The evidence seems absolutely clear. On a remote Scottish moorland, an RSPB trail camera is monitoring the nest of one of Britain’s most endangered birds – a hen harrier. Suddenly, the female flies up from the nest in the bottom left of the picture. A split second later, there are two shots and an explosion of feathers. A man carrying a gun then walks across the screen and returns shortly after, carrying the body of a dead hen harrier. The man pauses briefly to collect a few fallen feathers, then walks away.
As soon as RSPB staff saw the footage, they reported the incident to Police Scotland. The police identified a suspect and the Crown Office reported the case for trial. That was in 2013. In April this year, the Crown Office dropped the case and it has now explained why. The RSPB’s response sums up the situation:
We do not agree with the opinion from the Crown Office that we were attempting to gather evidence for a prosecution. We installed a camera to monitor a protected breeding bird’s nest site, core business for a conservation organisation.

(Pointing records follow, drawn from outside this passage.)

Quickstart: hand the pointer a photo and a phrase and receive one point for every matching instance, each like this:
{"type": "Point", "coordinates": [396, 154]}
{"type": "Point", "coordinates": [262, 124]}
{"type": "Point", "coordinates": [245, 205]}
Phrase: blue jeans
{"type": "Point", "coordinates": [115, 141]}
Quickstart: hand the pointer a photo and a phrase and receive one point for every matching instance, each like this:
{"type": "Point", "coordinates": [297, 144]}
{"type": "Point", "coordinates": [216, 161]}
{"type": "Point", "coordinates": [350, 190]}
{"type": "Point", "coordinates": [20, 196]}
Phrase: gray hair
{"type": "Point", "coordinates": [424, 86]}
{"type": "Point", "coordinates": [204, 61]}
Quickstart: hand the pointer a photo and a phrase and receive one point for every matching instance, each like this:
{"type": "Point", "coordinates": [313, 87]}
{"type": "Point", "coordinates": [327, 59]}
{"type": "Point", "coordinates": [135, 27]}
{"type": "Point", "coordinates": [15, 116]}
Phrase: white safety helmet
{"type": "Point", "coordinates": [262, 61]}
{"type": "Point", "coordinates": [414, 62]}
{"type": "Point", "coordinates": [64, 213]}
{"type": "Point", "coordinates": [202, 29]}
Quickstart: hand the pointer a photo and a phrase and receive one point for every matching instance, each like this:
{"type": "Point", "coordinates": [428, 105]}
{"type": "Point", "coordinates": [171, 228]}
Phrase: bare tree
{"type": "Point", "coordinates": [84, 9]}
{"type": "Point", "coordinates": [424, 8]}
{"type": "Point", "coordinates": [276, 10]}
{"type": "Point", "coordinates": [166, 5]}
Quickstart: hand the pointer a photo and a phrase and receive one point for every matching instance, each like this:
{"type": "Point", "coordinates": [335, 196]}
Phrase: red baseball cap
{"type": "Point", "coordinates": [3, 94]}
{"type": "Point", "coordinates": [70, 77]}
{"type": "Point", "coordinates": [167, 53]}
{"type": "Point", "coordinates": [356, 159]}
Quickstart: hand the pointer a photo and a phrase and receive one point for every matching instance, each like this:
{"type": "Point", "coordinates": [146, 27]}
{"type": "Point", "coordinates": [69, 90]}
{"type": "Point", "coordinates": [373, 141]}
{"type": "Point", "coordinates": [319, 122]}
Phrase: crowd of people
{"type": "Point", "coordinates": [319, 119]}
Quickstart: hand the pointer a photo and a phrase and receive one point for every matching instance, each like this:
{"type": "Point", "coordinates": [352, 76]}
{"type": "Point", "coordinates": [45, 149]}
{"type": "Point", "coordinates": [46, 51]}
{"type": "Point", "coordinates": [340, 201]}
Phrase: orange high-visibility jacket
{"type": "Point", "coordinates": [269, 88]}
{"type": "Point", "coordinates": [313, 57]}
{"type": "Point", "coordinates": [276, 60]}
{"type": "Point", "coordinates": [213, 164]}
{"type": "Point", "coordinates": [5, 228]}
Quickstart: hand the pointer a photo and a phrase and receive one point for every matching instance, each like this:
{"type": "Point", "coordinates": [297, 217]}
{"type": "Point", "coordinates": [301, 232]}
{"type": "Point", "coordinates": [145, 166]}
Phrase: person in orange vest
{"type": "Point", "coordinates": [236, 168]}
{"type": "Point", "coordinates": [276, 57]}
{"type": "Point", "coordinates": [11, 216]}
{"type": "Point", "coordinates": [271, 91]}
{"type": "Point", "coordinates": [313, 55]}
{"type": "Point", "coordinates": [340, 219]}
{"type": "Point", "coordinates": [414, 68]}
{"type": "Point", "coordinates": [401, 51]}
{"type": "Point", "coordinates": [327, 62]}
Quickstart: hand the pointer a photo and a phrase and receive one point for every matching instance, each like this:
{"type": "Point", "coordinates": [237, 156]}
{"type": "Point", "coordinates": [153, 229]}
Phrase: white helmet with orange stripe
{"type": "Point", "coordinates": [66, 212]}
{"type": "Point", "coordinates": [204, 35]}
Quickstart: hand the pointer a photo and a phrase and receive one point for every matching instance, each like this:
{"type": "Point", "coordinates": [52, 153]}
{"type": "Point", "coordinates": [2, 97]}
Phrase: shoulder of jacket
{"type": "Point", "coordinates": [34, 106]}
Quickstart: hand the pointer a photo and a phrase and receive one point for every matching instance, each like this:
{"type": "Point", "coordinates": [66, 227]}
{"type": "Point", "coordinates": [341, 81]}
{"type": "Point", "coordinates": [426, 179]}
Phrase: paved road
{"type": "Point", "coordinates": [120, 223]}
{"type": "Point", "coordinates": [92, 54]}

We did not share the information about the nest site with anyone, as would be the case with any rare and vulnerable breeding bird species. The fact that an individual came and allegedly shot the female harrier, and that this was captured on film, was an incidental consequence of the camera’s deployment, in the same way that it could easily have captured footage of the nest being naturally predated or failing due to bad weather.
A familiar story
The government’s own research [pdf] on hen harriers demonstrates that there should be way more of them living in the UK than there are. It shows that the main factor keeping their numbers down is illegal persecution. It also confirms that the locations of persecution incidents strongly match to areas used for driven grouse shooting. As former RSPB conservation director Mark Avery says:
We know that this sort of thing happens, because the science tells us it does, but it is still shocking to see it with one’s own eyes.
And Avery continues, referring to the fact that harming birds of prey such as the hen harrier has been illegal since the 1954 Protection of Birds Act:
A 63-year experiment in hoping that grouse shooting will rid itself of criminality has failed. Hen Harriers, Golden Eagles, Peregrine Falcons and other protected wildlife are routinely, systematically and illegally killed by grouse shooting interests across the UK.
A rotten system
The way our countryside is run in the UK is the product of centuries of privileged interests. Theresa May’s endorsement of fox hunting is proof that she too is completely in thrall to the landed set. David Cameron made it clear that he sided with the elite by nearly doubling subsidies for land used for grouse shooting. The SNP is failing to make much headway in Scotland, as demonstrated by this case, and it’s hard to see much improving while the UK as a whole is run by the Conservatives. Turfing them out might be a small step towards a better future for our wildlife.